Biochim Biophys Acta. 1996 Jun 7;1316(2):85-101. doi: 10.1016/0925-4439(96)00010-5.
Rheumatoid arthritis (RA), one of the most common autoimmune disorders, is believed to be mediated via. T lymphocytes and genetic studies have shown that it is strongly associated with HLA-DR4. The DR4 subtypes DR4Dw4, DR4Dw14 and DR4Dw15 represent increased risk factors for RA, whereas DR4Dw10 is not associated with the disorder. Our study determines and compares the natural ligand motifs of these MHC class II molecules and identifies 60 natural ligands. At relative position 4 (P4), only the RA-associated DR4 molecules allow, or even prefer, negatively charged amino acids, but do not allow those which are positively charged (Arg, Lys). In the case of DR4Dw10 the preference for these amino acids is reversed. The results predict features of the putative RA-inducing peptide(s). A remarkable specificity, almost exclusively for negative charges (Asp, Glu), is found at P9 of the DR4Dw15 motif. This specificity can be ascribed to amino acid beta57 of the DR beta chain, and gives an important insight into the beta57-association of another autoimmune disease, insulin-dependent diabetes mellitus type I.

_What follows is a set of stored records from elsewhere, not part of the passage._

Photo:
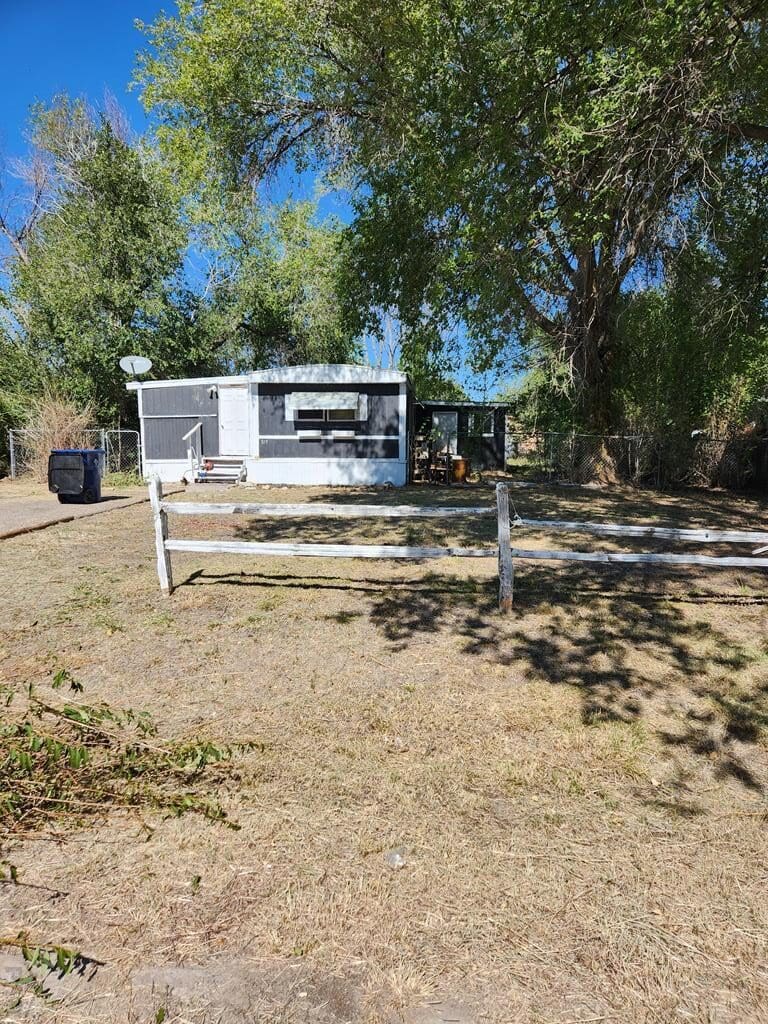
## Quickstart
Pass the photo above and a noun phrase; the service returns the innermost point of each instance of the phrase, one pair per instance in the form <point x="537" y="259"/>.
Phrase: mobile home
<point x="320" y="424"/>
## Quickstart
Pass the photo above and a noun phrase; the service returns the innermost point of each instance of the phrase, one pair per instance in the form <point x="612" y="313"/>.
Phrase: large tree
<point x="271" y="282"/>
<point x="510" y="161"/>
<point x="100" y="273"/>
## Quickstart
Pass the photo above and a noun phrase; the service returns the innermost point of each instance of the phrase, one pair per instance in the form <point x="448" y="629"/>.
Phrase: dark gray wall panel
<point x="383" y="409"/>
<point x="327" y="448"/>
<point x="485" y="453"/>
<point x="163" y="437"/>
<point x="185" y="399"/>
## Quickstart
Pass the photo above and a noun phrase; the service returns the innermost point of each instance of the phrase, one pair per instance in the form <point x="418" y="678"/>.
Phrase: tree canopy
<point x="513" y="164"/>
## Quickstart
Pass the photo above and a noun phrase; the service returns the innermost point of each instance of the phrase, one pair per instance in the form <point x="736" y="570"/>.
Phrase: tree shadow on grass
<point x="630" y="645"/>
<point x="628" y="641"/>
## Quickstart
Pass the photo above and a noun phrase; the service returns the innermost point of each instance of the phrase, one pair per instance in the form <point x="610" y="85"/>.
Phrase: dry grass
<point x="580" y="787"/>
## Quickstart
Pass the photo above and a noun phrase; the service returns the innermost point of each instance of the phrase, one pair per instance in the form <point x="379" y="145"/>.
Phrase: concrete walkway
<point x="22" y="512"/>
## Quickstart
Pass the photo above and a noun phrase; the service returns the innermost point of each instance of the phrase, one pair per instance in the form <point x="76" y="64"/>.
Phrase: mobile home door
<point x="233" y="432"/>
<point x="445" y="426"/>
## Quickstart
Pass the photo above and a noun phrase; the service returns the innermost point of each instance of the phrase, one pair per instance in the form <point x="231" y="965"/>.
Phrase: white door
<point x="233" y="433"/>
<point x="445" y="426"/>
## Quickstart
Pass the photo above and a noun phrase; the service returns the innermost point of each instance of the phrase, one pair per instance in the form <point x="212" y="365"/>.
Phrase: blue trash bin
<point x="75" y="474"/>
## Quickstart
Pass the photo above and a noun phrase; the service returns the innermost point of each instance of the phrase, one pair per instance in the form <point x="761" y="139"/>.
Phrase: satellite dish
<point x="135" y="365"/>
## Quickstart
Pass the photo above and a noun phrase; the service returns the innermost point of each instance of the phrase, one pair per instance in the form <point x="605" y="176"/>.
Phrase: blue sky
<point x="85" y="48"/>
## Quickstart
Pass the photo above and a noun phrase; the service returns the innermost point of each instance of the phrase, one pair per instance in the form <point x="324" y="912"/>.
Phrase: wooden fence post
<point x="161" y="536"/>
<point x="506" y="569"/>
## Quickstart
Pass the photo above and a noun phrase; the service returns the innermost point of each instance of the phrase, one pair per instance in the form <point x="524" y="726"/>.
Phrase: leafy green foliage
<point x="72" y="761"/>
<point x="512" y="164"/>
<point x="273" y="284"/>
<point x="102" y="276"/>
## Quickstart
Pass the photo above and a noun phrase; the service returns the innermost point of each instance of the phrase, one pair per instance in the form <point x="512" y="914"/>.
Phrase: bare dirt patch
<point x="579" y="790"/>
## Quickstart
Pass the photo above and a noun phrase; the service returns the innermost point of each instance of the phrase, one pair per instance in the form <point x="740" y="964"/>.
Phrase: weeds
<point x="65" y="763"/>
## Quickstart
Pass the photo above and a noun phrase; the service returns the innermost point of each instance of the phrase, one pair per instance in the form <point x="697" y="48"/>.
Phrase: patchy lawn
<point x="578" y="790"/>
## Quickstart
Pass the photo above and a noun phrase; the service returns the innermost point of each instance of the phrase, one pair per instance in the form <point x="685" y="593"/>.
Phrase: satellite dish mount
<point x="135" y="365"/>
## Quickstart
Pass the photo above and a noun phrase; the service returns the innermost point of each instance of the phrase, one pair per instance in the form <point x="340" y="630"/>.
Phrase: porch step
<point x="225" y="469"/>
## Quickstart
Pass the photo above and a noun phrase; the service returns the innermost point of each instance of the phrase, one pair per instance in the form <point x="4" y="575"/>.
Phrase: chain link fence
<point x="29" y="455"/>
<point x="698" y="460"/>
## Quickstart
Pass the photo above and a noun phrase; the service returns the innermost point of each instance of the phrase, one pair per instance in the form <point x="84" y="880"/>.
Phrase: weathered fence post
<point x="12" y="452"/>
<point x="161" y="536"/>
<point x="506" y="569"/>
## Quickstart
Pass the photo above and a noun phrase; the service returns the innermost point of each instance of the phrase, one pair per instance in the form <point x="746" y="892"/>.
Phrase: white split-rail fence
<point x="504" y="550"/>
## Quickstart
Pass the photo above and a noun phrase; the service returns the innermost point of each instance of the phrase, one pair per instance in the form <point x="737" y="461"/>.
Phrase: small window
<point x="342" y="415"/>
<point x="481" y="424"/>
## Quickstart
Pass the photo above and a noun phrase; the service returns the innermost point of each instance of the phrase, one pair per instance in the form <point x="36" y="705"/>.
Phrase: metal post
<point x="161" y="536"/>
<point x="506" y="568"/>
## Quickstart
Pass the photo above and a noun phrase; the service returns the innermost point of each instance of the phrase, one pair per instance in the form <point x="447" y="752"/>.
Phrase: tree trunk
<point x="588" y="341"/>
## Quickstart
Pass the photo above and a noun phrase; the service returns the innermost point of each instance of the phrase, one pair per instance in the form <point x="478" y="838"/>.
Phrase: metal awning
<point x="322" y="399"/>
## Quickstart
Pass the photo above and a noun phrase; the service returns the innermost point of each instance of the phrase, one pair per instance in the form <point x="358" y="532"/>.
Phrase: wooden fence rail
<point x="503" y="551"/>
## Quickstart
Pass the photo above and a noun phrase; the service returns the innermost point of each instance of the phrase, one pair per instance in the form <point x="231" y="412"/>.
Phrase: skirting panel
<point x="327" y="472"/>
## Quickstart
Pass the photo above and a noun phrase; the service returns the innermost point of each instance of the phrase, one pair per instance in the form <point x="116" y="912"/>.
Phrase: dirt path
<point x="579" y="788"/>
<point x="20" y="515"/>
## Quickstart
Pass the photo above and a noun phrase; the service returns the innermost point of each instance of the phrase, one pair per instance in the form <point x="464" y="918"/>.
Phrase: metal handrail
<point x="188" y="434"/>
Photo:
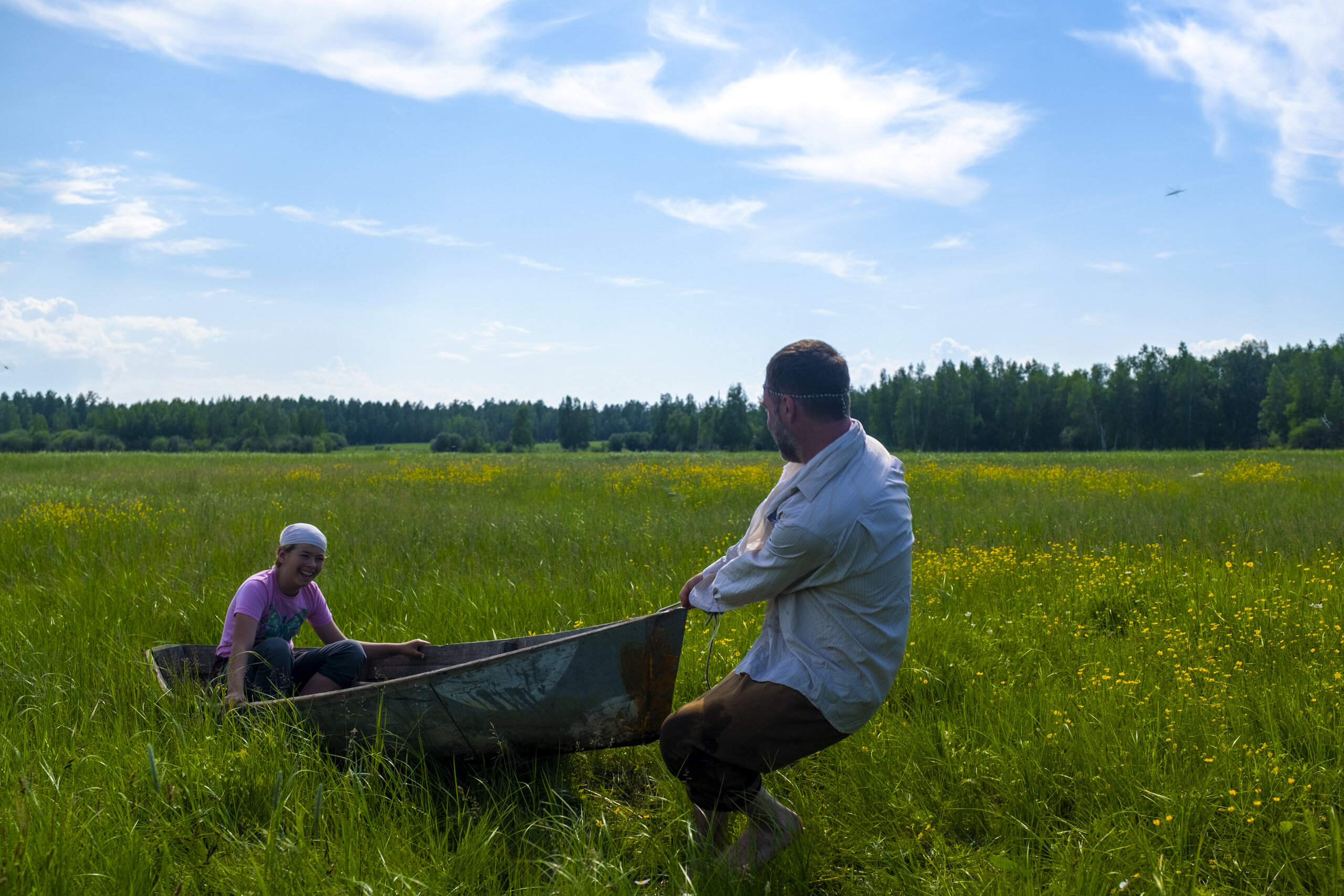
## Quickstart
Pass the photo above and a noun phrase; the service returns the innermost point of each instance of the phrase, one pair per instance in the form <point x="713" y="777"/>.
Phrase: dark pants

类风湿性关节炎(RA)是最常见的自身免疫性疾病之一,据信是由T淋巴细胞介导的,基因研究表明它与HLA - DR4密切相关。DR4亚型DR4Dw4、DR4Dw14和DR4Dw15是RA的风险增加因素,而DR4Dw10与该疾病无关。我们的研究确定并比较了这些II类主要组织相容性复合体分子的天然配体基序,并鉴定出60种天然配体。在相对位置4(P4),只有与RA相关的DR4分子允许甚至偏好带负电荷的氨基酸,但不允许带正电荷的氨基酸(精氨酸、赖氨酸)。对于DR4Dw10,对这些氨基酸的偏好则相反。这些结果预测了假定的RA诱导肽的特征。在DR4Dw15基序的P9处发现了一种显著的特异性,几乎只针对负电荷(天冬氨酸、谷氨酸)。这种特异性可归因于DRβ链的β57氨基酸,这为另一种自身免疫性疾病——I型胰岛素依赖型糖尿病的β57关联提供了重要见解。